January 22, 2017
He was born in 1707, the son of a reformed church pastor, and is generally regarded as one of the best mathematicians of any era. He was refused a position by the University of Basel, his own university, but was eventuially appointed to the Berlin Academy in 1741 by Frederick the Great of Prussia. Voltaire was also part of the Court, and would frequently make Euler the target of wit. This covered up Voltaire’s lack of mathematical ability. Euler produced about 380 papers in the Berlin Academy, despite losing the sight of first one eye, and then developing problems in the other eye from a cataract. Laplace put Euler in his rightful place by writing: “Read Euler, read Euler, he is the master of us all”. Voltaire also directed wit at Rouseau, by writing that “No one has expended so much eloquence in persuading people to be so stupid”. Euler was seen as a clodhopper skilled “only” in numbers and geometry, whereas members of the Court were supposed to be erudite in all areas of thought. Frederick eventually sacked him for failing to build a water device. So even Euler had his problems with bone headed establishment and people like Voltaire who should have known better.”

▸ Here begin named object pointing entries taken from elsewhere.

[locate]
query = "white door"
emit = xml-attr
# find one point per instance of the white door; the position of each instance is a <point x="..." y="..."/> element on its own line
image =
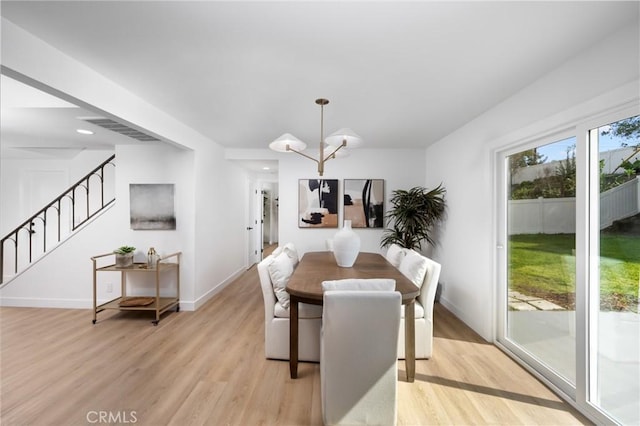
<point x="253" y="228"/>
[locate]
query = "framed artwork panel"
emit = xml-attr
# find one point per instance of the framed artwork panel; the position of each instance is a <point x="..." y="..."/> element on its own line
<point x="364" y="202"/>
<point x="151" y="206"/>
<point x="318" y="203"/>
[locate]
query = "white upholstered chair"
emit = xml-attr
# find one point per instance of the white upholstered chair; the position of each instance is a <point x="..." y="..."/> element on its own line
<point x="274" y="272"/>
<point x="424" y="273"/>
<point x="358" y="362"/>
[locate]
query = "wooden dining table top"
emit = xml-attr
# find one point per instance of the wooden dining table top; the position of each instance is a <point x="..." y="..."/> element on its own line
<point x="315" y="267"/>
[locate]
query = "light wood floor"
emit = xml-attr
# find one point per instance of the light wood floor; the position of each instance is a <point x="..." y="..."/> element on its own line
<point x="208" y="367"/>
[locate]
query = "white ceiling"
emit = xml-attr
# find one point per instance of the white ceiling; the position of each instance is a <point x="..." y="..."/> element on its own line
<point x="401" y="74"/>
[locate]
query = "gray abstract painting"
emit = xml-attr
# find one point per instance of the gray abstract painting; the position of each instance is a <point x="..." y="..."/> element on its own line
<point x="152" y="206"/>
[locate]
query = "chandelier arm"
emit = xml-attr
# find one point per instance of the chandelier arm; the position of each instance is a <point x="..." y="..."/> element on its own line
<point x="332" y="155"/>
<point x="301" y="153"/>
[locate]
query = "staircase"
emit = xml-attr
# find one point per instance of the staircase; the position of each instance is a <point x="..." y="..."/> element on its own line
<point x="57" y="221"/>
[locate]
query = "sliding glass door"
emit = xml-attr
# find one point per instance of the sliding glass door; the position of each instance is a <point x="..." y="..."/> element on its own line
<point x="541" y="278"/>
<point x="569" y="264"/>
<point x="614" y="323"/>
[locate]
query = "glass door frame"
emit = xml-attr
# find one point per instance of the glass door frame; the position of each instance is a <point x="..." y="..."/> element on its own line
<point x="538" y="369"/>
<point x="587" y="247"/>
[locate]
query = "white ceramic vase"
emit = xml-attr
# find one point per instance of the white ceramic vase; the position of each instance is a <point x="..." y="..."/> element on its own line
<point x="346" y="246"/>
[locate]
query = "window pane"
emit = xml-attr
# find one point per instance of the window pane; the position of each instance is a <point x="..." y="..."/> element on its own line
<point x="541" y="254"/>
<point x="615" y="374"/>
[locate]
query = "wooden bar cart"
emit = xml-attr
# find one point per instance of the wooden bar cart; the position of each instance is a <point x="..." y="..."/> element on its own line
<point x="156" y="303"/>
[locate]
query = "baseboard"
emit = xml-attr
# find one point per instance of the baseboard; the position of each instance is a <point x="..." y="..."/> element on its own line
<point x="28" y="302"/>
<point x="185" y="305"/>
<point x="215" y="290"/>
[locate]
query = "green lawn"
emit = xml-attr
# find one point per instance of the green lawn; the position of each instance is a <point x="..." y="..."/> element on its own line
<point x="544" y="265"/>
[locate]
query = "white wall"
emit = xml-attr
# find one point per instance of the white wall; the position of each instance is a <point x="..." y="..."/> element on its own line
<point x="14" y="173"/>
<point x="601" y="78"/>
<point x="400" y="169"/>
<point x="211" y="209"/>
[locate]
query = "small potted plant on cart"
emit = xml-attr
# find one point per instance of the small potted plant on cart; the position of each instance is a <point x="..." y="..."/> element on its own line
<point x="124" y="256"/>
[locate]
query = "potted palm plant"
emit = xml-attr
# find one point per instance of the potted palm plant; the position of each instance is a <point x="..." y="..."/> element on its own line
<point x="413" y="216"/>
<point x="124" y="256"/>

As usual, Ron, you have copied your information about the failed Sans Souci (how ironic a name) waterworks from secondary (not to say second-rate) sources, rather than consult the original documents. The groundless calumny which you have repeated, like some mindless crowd-pleasing Civilization-style TV-documentary maker, arose solely from a letter which Frederick the Great wrote to Voltaire. The relevant passage reads, “Je voulus faire un jet d’eau en mon Jardin; le Ciclope Euler calcula l’éffort des roues, pour faire monter l’eau dans un bassin, d’ou elle devoit retomber par des canaux, afin de jaillir à Sans-Souci. Mon Moulin a été éxécuté géométriquement, et il n’a pu élever une goutte d’eau à Cinquante pas du Bassin. Vanité des Vanités ! Vanité de la géométrie.” Here, Frederick derides ‘le Ciclope Euler’ who had indeed lost an eye in 1735, even though it was the figuratively short-sighted and financially mean king who had no understanding of the nature of the problem. In his statement about not being able to raise “une goutte d’eau” to the reservoir, he was in fact parroting back the very warning that Euler had given to him and had turned it into a ‘cheap shot’ aimed at mathematics. Some mischief-making ‘science writers’ have even taken the last sentence out-of-context, writing “Il n’a pu… ” instead of “et il n’a pu…” thus making the reader think “Il” refers to Euler rather than to “Moulin”; the latter was a windmill [sic] which was to raise the water to a reservoir. Several engineers had been bungling the project for many years before Euler arrived on the scene. He calculated the pressures involved with great accuracy, but pointed out that he could not predict how the pipe materials would perform. The engineers had been using metal-bound wooden pipes. Euler said that they should experiment with lead pipes instead. His advice was ignored. When Malpertuis, the king’s chief ‘savant’ died, the king gave the job to smooth-talking d’Alembert. The latter refused the post and recommended Euler. The king did not like that and instead became his own chief savant; an idiot savant, we wager. That is how one does history Ron; one cannot trust Wiki. Oh, would you like a translation of the archaic French?